Verweerster heeft, aldus klaagster, te weinig gedaan in de letselschadezaak. Het ACTA had zijn fout toegegeven. Van alle brieven de klaagster van verweerster ontving had er maar één betrekking op de zaak zelf, te weten de aansprakelijkheidsstelling van de wederpartij. De dochter van klaagster heeft regelmatig contact gezocht met verweerster. Soms kreeg de dochter een reactie terug. Vaak ook niet. Alles ging per e-mail. Het is wel zo dat de dochter van klaagster altijd van de stukken die  verweerster aan klaagster zond per e-mail een kopie heeft ontvangen.

4 FEITEN

 In overweging 2 heeft de raad vastgesteld van welke feiten in deze procedure wordt uitgegaan. De door de raad vastgestelde feiten, welke niet zijn betwist, vormen ook in hoger beroep het uitgangspunt.

5 BEOORDELING

5.1 De raad heeft in de overwegingen 5 gemotiveerd uiteengezet dat de in deze procedure aangevoerde feiten de aangevoerde klachten niet onderbouwen. Het onderzoek in hoger beroep heeft niet geleid tot andere overwegingen en conclusies dan door de raad in zijn  beslissing weergegeven. Het hof neemt daarom deze beslissing over.

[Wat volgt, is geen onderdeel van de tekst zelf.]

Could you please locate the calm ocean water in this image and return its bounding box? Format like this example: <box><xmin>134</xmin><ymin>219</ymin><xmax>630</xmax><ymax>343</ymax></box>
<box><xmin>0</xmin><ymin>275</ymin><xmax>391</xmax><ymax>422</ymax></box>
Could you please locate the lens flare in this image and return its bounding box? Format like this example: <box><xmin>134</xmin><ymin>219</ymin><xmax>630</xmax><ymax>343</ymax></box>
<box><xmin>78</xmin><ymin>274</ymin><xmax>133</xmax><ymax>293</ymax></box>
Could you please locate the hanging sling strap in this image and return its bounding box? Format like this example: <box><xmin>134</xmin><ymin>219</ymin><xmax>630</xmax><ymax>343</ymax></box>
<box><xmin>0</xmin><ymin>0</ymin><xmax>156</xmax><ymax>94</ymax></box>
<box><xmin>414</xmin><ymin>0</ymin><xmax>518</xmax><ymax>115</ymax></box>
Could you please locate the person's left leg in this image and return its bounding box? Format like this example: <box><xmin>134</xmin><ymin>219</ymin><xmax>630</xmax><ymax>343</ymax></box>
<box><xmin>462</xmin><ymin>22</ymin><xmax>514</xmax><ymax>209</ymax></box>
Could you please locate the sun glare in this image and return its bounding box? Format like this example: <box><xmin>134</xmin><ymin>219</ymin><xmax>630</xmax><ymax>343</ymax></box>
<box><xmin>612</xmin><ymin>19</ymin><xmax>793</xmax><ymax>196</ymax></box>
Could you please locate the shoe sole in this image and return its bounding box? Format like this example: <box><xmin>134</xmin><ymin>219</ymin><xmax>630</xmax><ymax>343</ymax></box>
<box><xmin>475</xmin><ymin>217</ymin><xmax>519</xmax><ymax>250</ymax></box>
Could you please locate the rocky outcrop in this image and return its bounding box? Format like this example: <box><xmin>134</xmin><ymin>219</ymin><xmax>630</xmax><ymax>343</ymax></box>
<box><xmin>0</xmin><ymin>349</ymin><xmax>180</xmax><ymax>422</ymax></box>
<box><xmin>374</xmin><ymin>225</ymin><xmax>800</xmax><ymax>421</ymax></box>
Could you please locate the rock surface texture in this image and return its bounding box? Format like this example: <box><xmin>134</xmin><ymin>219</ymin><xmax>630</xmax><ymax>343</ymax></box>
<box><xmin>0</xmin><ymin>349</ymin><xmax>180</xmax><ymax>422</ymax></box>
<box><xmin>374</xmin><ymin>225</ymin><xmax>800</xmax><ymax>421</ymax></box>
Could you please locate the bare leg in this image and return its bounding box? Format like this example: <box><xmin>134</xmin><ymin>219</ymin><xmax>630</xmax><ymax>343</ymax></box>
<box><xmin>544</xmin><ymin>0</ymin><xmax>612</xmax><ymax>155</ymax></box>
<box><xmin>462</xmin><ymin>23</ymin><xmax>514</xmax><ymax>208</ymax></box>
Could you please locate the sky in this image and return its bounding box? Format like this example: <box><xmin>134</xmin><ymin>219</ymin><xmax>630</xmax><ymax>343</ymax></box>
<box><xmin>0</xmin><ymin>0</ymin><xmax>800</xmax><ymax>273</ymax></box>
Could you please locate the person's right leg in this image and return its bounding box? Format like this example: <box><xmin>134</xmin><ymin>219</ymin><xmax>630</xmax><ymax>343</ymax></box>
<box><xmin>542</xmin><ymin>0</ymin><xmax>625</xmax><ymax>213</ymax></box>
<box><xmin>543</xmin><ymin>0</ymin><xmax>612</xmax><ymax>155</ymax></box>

5.2 De grieven van klaagster tegen de beslissing van de raad worden verworpen. De beslissing van de raad dient te worden bekrachtigd, met dien verstande dat onder 5 bij de beoordeling van klachtonderdeel a in de vijfde regel voor het woord “verweerster” dient te worden gelezen: “klaagster”.

 BESLISSING

Het Hof van Discipline:

bekrachtigt de beslissing van de Raad van Discipline in het ressort Arnhem-Leeuwarden van 16 december 2013, gewezen onder nummer 13-124.

Aldus gewezen door mr. J.C. van Dijk, voorzitter, mrs. G. Creutzberg, A.D.R.M. Boumans, C.A.M.J. Raymakers en D.J. Markx, leden, in tegenwoordigheid van mr. N.A.M. Sinjorgo, griffier, en in het openbaar uitgesproken op 23 juni 2014.